Le TGV à DOUAI ?

Les annonces de la SNCF concernant la desserte TGV de DOUAI et VALENCIENNES semblent motivées par des questions économiques et techniques. On ne peut, sans aller au fond du dossier, reprocher d’emblée à une entreprise très prochainement confrontée à libéralisation du réseau ferré européen, de revoir son organisation, d’affiner ses coûts et sa rentabilité, de peaufiner son plan de développement dans un cadre concurrentiel nouveau.

Les dessertes TGV au Nord de Paris ont été créées dans les années 1990, c’était il y a presque 30 ans. Elles se sont européanisées lors de l’ouverture du tunnel sous la Manche et sur les lignes vers l’Europe du Nord. Cela a entrainé un grand bouleversement… Fini le CORAIL, fini le TEE 1ère classe, finis les abonnements mensuels à tarif acceptable…

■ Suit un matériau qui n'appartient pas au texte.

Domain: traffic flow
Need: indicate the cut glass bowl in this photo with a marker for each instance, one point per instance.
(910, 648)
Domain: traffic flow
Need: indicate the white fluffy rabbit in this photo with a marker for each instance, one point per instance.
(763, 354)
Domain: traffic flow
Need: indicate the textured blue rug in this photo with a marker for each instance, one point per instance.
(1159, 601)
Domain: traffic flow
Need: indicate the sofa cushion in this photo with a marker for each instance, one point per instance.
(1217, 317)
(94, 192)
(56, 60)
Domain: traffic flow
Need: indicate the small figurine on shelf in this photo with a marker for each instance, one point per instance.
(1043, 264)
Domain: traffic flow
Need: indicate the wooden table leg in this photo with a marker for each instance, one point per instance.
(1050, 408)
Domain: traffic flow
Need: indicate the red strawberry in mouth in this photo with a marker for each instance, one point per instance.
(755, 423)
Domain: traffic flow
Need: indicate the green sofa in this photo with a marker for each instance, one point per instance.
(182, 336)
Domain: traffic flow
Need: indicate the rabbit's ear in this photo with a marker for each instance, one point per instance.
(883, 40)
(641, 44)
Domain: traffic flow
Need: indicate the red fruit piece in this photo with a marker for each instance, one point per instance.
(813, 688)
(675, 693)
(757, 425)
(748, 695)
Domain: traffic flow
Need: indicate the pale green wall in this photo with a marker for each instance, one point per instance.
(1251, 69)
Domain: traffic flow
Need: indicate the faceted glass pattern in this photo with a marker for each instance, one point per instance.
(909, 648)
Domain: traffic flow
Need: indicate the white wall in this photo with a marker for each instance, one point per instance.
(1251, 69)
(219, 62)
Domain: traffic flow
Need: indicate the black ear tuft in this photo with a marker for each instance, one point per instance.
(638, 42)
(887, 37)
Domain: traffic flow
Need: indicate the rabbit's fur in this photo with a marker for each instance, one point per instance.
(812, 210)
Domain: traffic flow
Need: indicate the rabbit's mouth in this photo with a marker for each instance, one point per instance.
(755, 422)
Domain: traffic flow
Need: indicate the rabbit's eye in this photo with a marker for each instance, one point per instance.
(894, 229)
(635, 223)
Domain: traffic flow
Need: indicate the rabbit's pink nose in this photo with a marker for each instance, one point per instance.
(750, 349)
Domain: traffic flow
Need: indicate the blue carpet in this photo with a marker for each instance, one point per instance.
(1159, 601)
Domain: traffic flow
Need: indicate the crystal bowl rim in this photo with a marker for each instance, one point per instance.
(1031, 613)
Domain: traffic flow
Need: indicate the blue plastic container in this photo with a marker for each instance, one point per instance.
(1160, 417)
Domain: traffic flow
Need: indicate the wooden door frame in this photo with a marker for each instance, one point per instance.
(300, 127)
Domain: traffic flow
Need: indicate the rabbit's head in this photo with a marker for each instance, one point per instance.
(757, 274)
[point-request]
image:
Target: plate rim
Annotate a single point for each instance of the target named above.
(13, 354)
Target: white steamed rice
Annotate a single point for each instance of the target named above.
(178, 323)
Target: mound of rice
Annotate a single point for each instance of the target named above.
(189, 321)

La SNCF voulait des clients qui payaient le prix et non des abonnés qui remplissaient les wagons à bon compte. Elle ne souhaitait pas l’exode des parisiens vers des contrées à l’immobilier attractif que ce transport rapide aurait ramenés au bureau dans le temps moyen du transport de banlieue. Rappelons aussi à l’époque, face à l’explosion du tarif des abonnés, la création d’une association de défense réduite à imaginer déjà les BUS MACRON, entre LILLE et ROISSY (Autoroute/RER), pour rejoindre chaque jour la capitale à meilleur coût.

Les interventions d’élus ont ensuite permis la sortie de la voie à grande vitesse à ARRAS pour amener le TGV à DOUAI, VALENCIENNES, CAMBRAI, LENS, BÉTHUNE, DUNKERQUE et la création d’une gare dite des « betteraves », pour relier AMIENS au TGV. Ainsi les lignes dites à « grande vitesse », sont devenues partiellement à « moyenne vitesse », la ligne entre ARRAS et VALENCIENNES pâtissant en sus de l’obligation d’inversion du sens qui crée une perte de temps. La liaison ARRAS/DOUAI/CAMBRAI avait emporté l’électrification de la voix unique, avant son abandon, pour cause de manque de voyageurs et d’un temps de roulage plus long que celui de CAMBRAI vers la gare de l’Est à PARIS.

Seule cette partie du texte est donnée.